Ve ertesi gün, Fazilet'in kurmayları, dümeni hemen kırdı.
Son seçim bunalımı da böylece atlatılmış oldu...
Özünde, örgütlü, saldırgan, riyakar, uyuşturucu ve faiz
paralarıyla büyümüş, militan öğeler kazanmış, bombalarla
donanmış bir şeriat gücü olan Refah-Fazilet, ülkede
kritik bir rol oynuyor ve son yıllarda bir çok konuda
en önemli etmenlerden biri olmayı sürdürüyordu.

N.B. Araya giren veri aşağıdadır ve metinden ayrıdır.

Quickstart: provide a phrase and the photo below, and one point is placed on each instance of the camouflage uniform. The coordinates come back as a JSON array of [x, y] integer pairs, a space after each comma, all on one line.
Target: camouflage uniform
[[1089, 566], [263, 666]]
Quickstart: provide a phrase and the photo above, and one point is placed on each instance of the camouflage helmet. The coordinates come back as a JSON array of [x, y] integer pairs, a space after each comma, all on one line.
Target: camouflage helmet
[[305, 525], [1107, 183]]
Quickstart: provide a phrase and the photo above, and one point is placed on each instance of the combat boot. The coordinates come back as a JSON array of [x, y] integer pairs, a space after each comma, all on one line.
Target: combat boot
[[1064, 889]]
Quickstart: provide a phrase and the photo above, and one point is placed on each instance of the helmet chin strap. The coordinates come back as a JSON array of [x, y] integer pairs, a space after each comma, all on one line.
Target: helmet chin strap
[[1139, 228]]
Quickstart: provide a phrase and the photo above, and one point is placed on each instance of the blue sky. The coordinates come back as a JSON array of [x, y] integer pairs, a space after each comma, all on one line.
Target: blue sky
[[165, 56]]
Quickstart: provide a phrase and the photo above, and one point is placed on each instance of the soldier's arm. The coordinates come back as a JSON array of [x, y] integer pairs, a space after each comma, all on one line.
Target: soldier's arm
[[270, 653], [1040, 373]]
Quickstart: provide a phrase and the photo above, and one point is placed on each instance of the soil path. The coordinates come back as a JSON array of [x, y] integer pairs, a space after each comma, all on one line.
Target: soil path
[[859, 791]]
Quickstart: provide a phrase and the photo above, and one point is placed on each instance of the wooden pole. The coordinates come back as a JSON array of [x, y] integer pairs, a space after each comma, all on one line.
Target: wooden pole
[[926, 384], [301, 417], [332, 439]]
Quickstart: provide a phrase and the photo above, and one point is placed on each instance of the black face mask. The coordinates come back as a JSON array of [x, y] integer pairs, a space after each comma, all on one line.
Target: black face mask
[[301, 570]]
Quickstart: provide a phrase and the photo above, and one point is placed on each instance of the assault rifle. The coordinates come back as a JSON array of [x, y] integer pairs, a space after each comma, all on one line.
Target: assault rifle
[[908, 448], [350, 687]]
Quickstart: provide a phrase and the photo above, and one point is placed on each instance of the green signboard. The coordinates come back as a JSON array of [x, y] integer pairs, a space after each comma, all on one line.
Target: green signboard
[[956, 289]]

Öyle
ki bu rol zaman zaman başta KUKM ve ÖDP gibi çevreler
olmak üzere herkesin kafasını karıştırma yeteneğine
sahip bir mürekkep balığı rolüdür.
Emekçi eylemliklerine kesin sansür uygulandı
Cumartesi analarının gözyaşları coplandı
Öte yandan halkların gündemi daha farklı idi... Emekçi
eylemliklerine kesin bir sansür uygulanıyor, Cumartesi
analarının gözyaşları coplanıyordu.
"Ülkede Gündem" kapatılıyor, ÖDP'nin "adalet
istiyoruz" eylemleri dahi saldırıya uğruyor, Akın
Birdal'ın hapis cezası kesinleşiyor, HADEP'e saldırılar
yoğunlaşıyor, devrimci yurtsever insanlar kendini yakmaya
devam ediyor, büyük kentlerde ve hatta Taksim'in göbeğinde
'fedai' eylemleri yoğunlaşıyor, pimi çekilmiş ya da
çekilmemiş bombalarla genç vücutlar bir sorguyu, bir
yanıtı, bir hesaplaşmayı sürdürüyordu.
Osmanlı torunları ise, TV'lerde bağrışıyordu: "Ordu-Millet
Elele"!..
Cezaevlerinde saldırılar ve ölüm sınırındaki tutsaklar,
medyanın satır aralarında bile görülmedi.
Halk kimdir?
Adı yolsuzluğa, rüşvete, cinayete, uyuşturucuya, soygunculuğa
karışmamış insanların politikacı olamadığı bu ülkede,
"halk" denilen insanlar kitlesi yok mu? Onlar
ne yaparlar, ne düşünürler? Herşeye rağmen neden görmez,
neden kıpırdanmazlar-kıpırdanamazlar?
Sessizliğin, onaylamak olduğunu bilmezler mi? Onayladıklarının
katliam, pislik, soykırım, soygunculuk, olduğunu bilmezler
mi? Üstelik de soyulanın kendileri olduğunu anlamazlar
mı?
Namus denilen kavram, onların coğrafyasında önemli idi
bir zamanlar...
Bir zamanlar onlar, namus cinayetleri ile kahramanlaşırlardı,
köylerinde, kasabalarında... Peki ama, kızlarının, analarının,
babalarının, doğmamış çocuklarının, kendilerinin, kundaktaki
bebelerinin her gün ırzına geçen bu düzene neden hayır
demezler? Okunmuş, efsunlanmışlar mıdır? Üzerlerine
ölü toprağı mı serpilmiştir. İçtikleri suya uyuşturucu
mu karıştırılmaktadır?
Sofralarına atılan son bir dilim ekmeği de kaybetmemek
uğruna içine girdikleri bu kahredici yaşamda, yanıbaşlarındaki
Kürt kardeşlerinin bedenlerinden yükselen alevlerin
sıcaklığıyla bile gövdelerinin, yüreklerinin taşı, buzu,
bir nebze olsun çözülmez mi?
"Böyle yaşamaktansa" deyip, üzerine herkesin
semer vurduğu bir uyuz eşekken, bir küheylana dönüşmenin
ince sınırının; ayağa kalkmak, "gayrı yeter"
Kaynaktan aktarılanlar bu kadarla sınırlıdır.